In the interest of public health, the World Health Organisation has urged member nations of its global tobacco treaty to ban or regulate the use of e-cigarettes and other novel and emerging products of the tobacco industry.
The world’s health body made the call on Tuesday during a virtual media briefing by the Network for Accountability of Tobacco Transnationals on the global tobacco treaty.
According to the National Institutes of Health, e-cigarettes are battery-powered devices that people use to heat liquid into a vapour that can be inhaled.
WHO’s global tobacco treaty is an evidence-based treaty that reaffirms all people’s right to the highest standard of health.
The conference was organised ahead of the 10th Conference of Parties to the World Health Organization Framework Convention on Tobacco Control in Panama.
The Treaty Officer, Legal Affairs, at WHO FCTC, Sabina Jacazzi, noted that the tobacco industry’s novel and emerging products fall under the category of tobacco products.
Jacazzi said this in response to a question on if the COP was unfairly ignoring such products and whether such products were safe alternatives to cigarettes.
She said, “The COP has adopted decisions on novel and emerging tobacco products, including heated tobacco products, and Electronic Nicotine and Non-nicotine delivery systems. It has clarified that HTPs are tobacco products and are subject to the WHO FCTC.
“As for ENDS/ENNDS, the COP clarified that parties that have not banned these should regulate them with the objective to prevent their initiation by youth and vulnerable groups, minimise potential health risks to users and those who are exposed to these products, prevent unproven health claims from being made about these products and protect tobacco control activities from commercial interests of the industry.
“In relation to the latest scientific evidence and policy recommendations on these products, I very much encourage checking the reports (by WHO and the Convention Secretariat) that will be considered at COP10, available online.”
The event also featured experts from around the world, including Akinbode Oluwafemi, Executive Director, Corporate Accountability and Public Participation Africa.
In his speech, Oluwafemi noted that the latest data showed a global decline in smoking but revealed that the tobacco industry was adopting new tactics to deceive government officials and ensnare the public.

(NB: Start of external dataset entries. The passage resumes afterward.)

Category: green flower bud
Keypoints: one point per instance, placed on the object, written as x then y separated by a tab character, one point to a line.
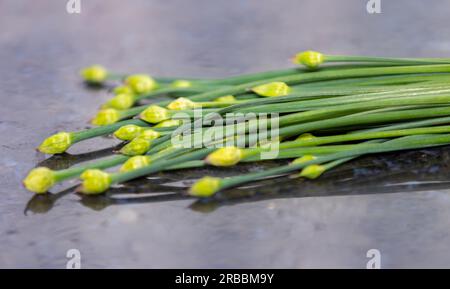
225	157
304	159
95	182
122	89
312	171
39	180
181	83
181	103
149	134
138	146
135	163
57	143
169	123
106	116
120	101
310	59
94	74
154	114
305	136
128	132
226	98
272	89
205	187
141	83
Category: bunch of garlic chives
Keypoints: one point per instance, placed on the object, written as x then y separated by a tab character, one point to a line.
208	186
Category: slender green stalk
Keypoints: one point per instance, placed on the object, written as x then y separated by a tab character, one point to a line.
405	143
389	60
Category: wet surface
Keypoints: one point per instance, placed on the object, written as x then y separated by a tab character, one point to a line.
397	203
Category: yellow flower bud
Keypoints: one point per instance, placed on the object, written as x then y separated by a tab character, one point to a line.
169	123
138	146
305	136
310	59
181	83
39	180
128	132
94	74
226	98
57	143
122	89
155	114
272	89
312	171
304	159
205	187
181	103
149	134
95	181
106	116
225	157
120	101
135	163
141	83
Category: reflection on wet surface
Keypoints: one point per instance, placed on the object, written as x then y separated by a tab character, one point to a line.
418	170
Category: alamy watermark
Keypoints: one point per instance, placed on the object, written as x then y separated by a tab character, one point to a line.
74	259
373	6
243	130
375	259
73	6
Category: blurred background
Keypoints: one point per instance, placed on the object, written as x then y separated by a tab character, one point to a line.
291	224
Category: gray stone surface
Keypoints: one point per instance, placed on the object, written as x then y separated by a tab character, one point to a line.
397	203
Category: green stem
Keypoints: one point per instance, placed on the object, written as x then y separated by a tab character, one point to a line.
405	143
389	60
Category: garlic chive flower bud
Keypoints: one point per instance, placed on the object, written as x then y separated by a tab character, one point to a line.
226	98
135	163
181	83
122	89
148	134
154	114
181	103
169	123
272	89
95	181
310	59
95	74
138	146
304	159
312	171
141	83
39	180
120	101
106	116
205	187
128	132
57	143
305	136
225	157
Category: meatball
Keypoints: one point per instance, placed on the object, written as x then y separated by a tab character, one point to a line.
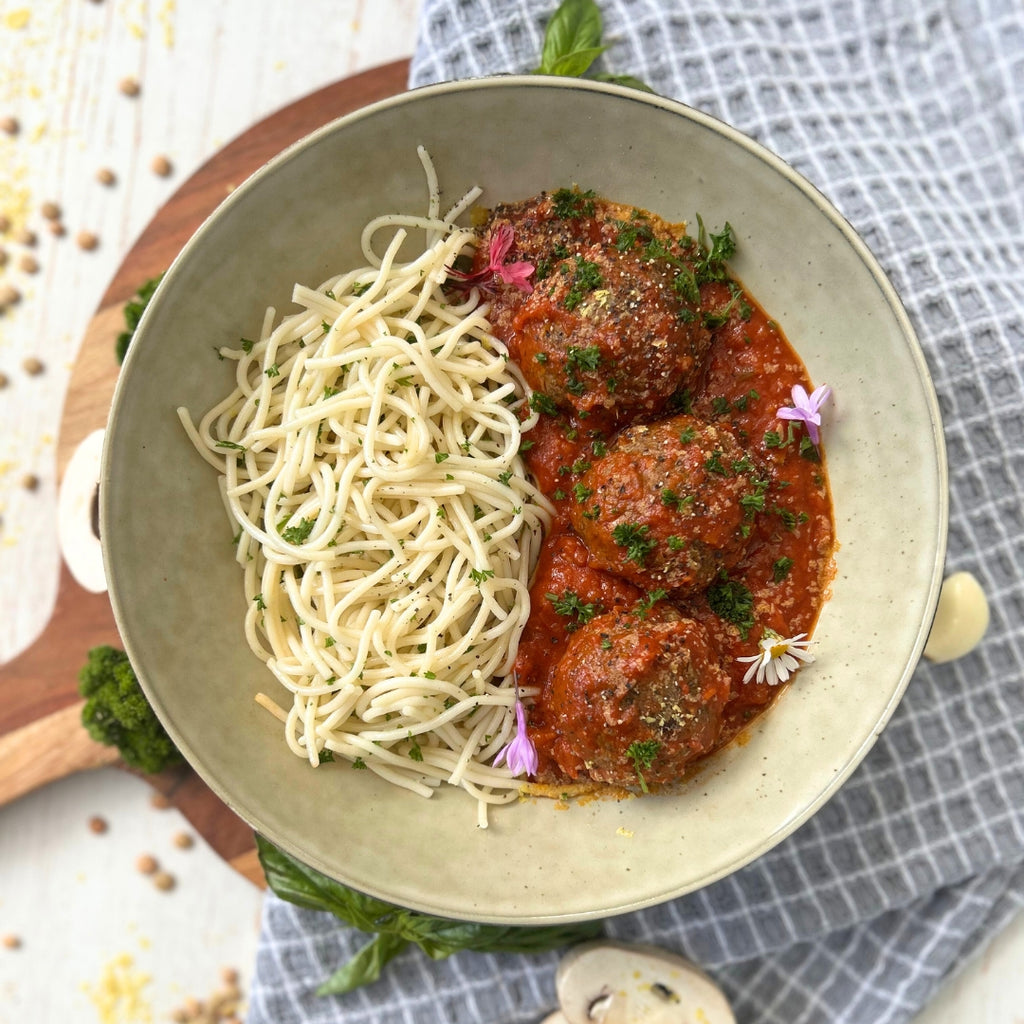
635	700
670	506
611	328
604	337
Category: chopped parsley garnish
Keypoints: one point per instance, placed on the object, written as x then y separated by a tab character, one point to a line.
583	358
648	601
672	500
809	450
572	607
731	601
790	518
685	286
642	754
415	753
586	278
714	463
571	204
634	538
298	534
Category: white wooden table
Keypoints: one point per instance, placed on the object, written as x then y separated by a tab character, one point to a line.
88	923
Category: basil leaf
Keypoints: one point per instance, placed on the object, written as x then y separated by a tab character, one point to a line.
395	927
576	64
366	966
574	27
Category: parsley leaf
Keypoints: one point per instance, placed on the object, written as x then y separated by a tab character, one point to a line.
642	754
634	538
731	601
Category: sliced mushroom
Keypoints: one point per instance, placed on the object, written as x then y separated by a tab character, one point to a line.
961	619
614	983
77	532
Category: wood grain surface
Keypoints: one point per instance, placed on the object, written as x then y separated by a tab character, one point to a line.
41	735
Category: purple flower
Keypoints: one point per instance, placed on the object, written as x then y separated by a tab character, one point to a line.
520	754
517	272
807	408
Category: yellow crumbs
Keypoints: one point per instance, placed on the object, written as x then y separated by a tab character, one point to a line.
120	994
17	18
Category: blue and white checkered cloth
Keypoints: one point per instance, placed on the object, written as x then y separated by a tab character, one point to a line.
910	118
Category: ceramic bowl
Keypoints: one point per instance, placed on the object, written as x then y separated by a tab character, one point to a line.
177	593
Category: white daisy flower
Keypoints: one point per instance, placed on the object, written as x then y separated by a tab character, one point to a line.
777	658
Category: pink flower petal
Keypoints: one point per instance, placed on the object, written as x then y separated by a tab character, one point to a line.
516	273
501	243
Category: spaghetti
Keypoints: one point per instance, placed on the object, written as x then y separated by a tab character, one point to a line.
386	524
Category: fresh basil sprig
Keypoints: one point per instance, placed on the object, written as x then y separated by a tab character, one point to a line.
572	43
572	39
395	928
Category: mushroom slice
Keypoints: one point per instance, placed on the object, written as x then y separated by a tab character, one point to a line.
614	983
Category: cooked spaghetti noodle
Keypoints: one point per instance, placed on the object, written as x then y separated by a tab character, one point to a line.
386	526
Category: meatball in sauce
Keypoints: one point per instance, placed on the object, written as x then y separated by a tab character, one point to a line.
691	521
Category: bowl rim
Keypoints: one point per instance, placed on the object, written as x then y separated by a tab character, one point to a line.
824	207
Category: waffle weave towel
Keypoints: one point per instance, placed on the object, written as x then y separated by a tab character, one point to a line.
910	118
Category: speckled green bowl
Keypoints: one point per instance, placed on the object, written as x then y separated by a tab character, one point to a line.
177	593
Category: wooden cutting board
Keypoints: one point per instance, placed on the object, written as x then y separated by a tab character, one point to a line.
41	734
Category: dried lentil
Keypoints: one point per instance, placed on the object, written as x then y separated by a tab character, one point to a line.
183	841
146	864
164	881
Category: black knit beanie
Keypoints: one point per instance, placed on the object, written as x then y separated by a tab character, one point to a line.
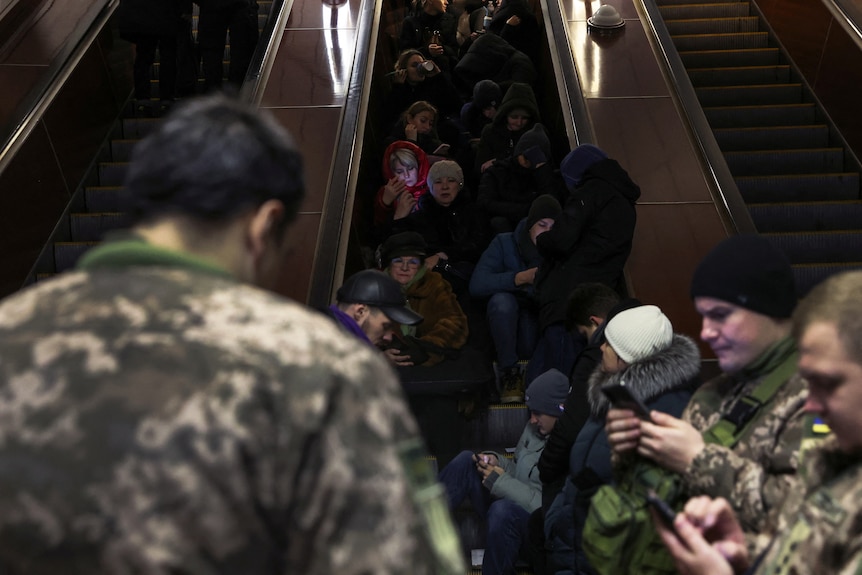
748	271
545	206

He said, “We’re having a trend now where the industry is trying to position itself as part of the solution and not the problem. That is also similar to what we had at the climate conference (2023 UN Climate Change Conference – COP 28) where the fossil fuel industry promoted net zero and some other false solutions.
“What are the false solutions now being promoted on our continent, and possibly on the global level? We have seen the influx of novel products, for instance, e-cigarettes, and attempts by the tobacco industry to subvert the Ministry of Health which is the ministry that champions the FCTCT implementation in-country.
“They go through the Ministry of Trade and Investment and other agencies of government in order to get backdoor legal documents for their products, and with that has been the influx of media articles, influencers online and social media campaigns, among others.”
Oluwafemi urged the media to be alert to conversations driven by the industry, adding that the tobacco industry was also increasingly using the so-called alternatives as an attack on the FCTCT process itself.
Other experts on the panel included Daniel Dorado, Tobacco Campaign Director, Corporate Accountability; Labram Musah, Executive Director, Vision for Alternative Development, Ghana; Blanca Llorente, Research Director, Fundación Anaas, Colombia; Dr Tara Singh Bam, Board Director, Asia Pacific Cities Alliance for Health and Development, Singapore; and Shobha Shukla, Founding Managing Editor, CNS India.